WELCOME TO THE COMMUNITY: This Patient-To-Patient Community is for discussions relating to Bleeding Disorders. There are many types of blood disorders, including: bleeding disorders, platelet disorders, hemophilia and anemia.
On 6 January 2013 my red cell count was 5.52 E127L. 5.2 is here the upper limit of normal.
The value was measured about six hours after atrial fibrillation onset. Is the high value due to the atrial fibrilaltion?. I have had high numbers also sometimes previoiously. The erythrocytes tend to be microcytous.
High RBC are usually due to dehydration or low oxygen as in high altitudes and in lung disorders such as asthma. Congenital heart disease, some kidney problems and polycythemia vera are the other causes of increased RBC. Since you have had high values earlier, please consult your doctor to look into these causes. Take care!
The medical advice given should not be considered a substitute for medical care provided by a doctor who can examine you. The advice may not be completely correct for you as the doctor cannot examine you and does not know your complete medical history. Hence this reply to your post should only be considered as a guiding line and you must consult your doctor at the earliest for your medical problem.
Thanks for your comments. Doctors have seen my lab results, but they do not say anything. I have asked whether I should take iron due to microcytosis. My Hb is very good 153, so I don't need iron.
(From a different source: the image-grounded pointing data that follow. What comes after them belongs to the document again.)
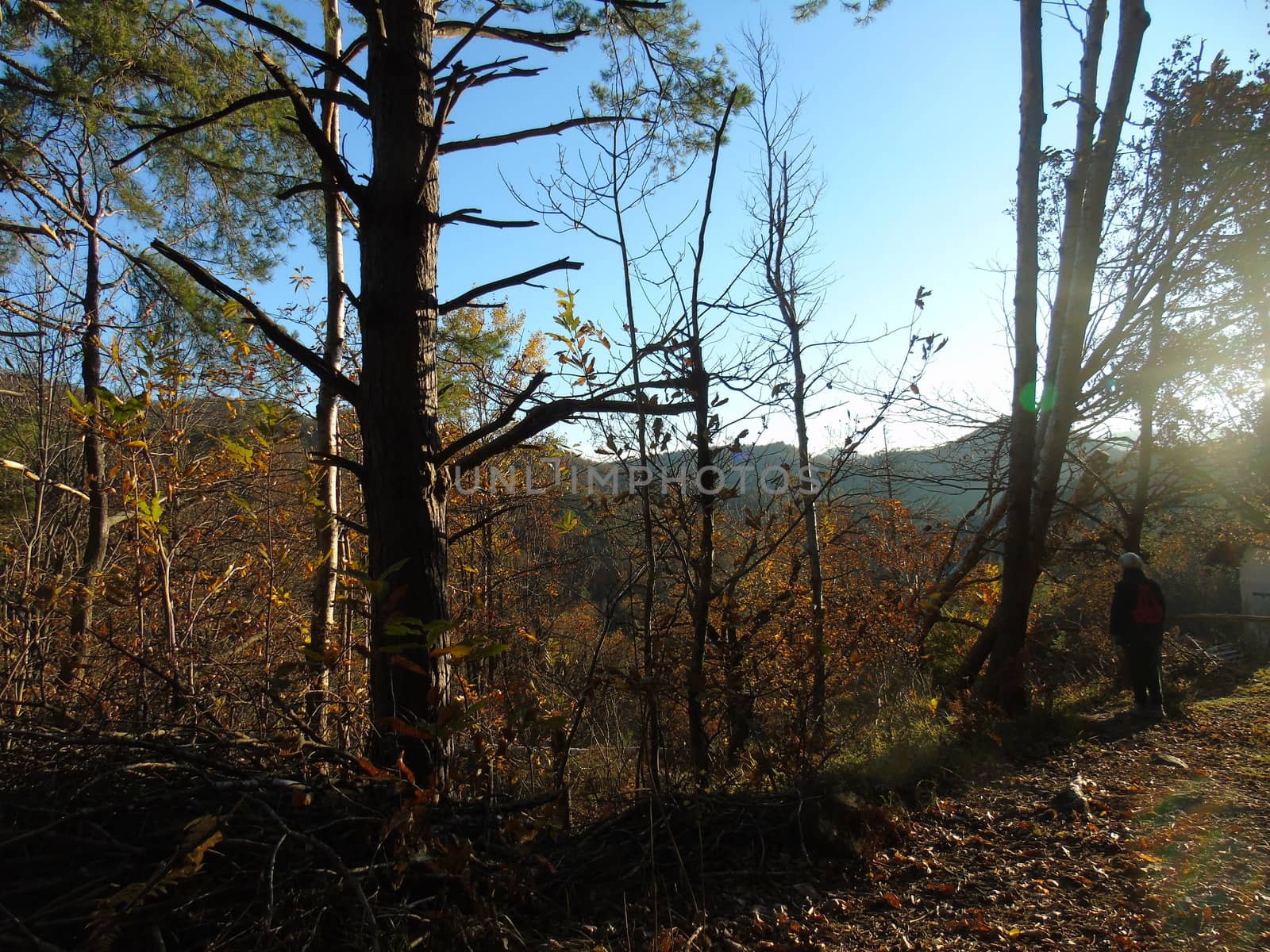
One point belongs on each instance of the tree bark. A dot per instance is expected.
(1018, 571)
(323, 617)
(1137, 517)
(708, 488)
(404, 488)
(1035, 467)
(94, 466)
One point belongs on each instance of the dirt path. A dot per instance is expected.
(1170, 856)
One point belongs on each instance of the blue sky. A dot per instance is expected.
(914, 122)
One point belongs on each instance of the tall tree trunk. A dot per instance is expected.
(1137, 516)
(708, 486)
(1263, 456)
(323, 617)
(708, 490)
(94, 466)
(810, 527)
(1045, 451)
(1018, 573)
(404, 489)
(651, 743)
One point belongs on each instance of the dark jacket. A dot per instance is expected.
(1124, 628)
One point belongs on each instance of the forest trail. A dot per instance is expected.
(1165, 844)
(1172, 854)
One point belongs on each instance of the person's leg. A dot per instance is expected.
(1140, 662)
(1155, 689)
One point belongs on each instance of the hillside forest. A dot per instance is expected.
(337, 522)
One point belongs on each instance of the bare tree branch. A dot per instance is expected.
(256, 317)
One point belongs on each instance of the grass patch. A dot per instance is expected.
(920, 747)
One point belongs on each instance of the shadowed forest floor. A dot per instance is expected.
(1170, 856)
(163, 842)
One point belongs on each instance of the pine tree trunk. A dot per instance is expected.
(321, 622)
(1137, 516)
(404, 489)
(1018, 577)
(1039, 471)
(812, 531)
(94, 467)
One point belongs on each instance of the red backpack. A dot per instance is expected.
(1149, 611)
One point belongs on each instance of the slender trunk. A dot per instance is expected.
(1263, 456)
(321, 622)
(708, 489)
(708, 486)
(652, 727)
(404, 489)
(1016, 569)
(812, 531)
(1137, 517)
(94, 466)
(1026, 541)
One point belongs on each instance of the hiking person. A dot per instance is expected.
(1138, 628)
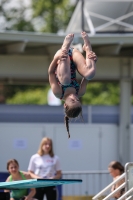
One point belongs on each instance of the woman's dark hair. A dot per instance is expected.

Maybe the AF causes my elevated pulmonary pressure, and I think that is why my red cell count is high during AF. During AF also my proBNP rises, maybe there is also some left ventricle weakness. Doctors say that proBNP rises due to AF, and it is insignificant.
I think I am really dehydrated because also my Na+ is often above the upper limit. I have asked about possible dehydration, but doctors do not take it into connsideration. They say, that sodium should then be much higher.
I'm waiting for cardioversion after taking warfarin at for three weeks.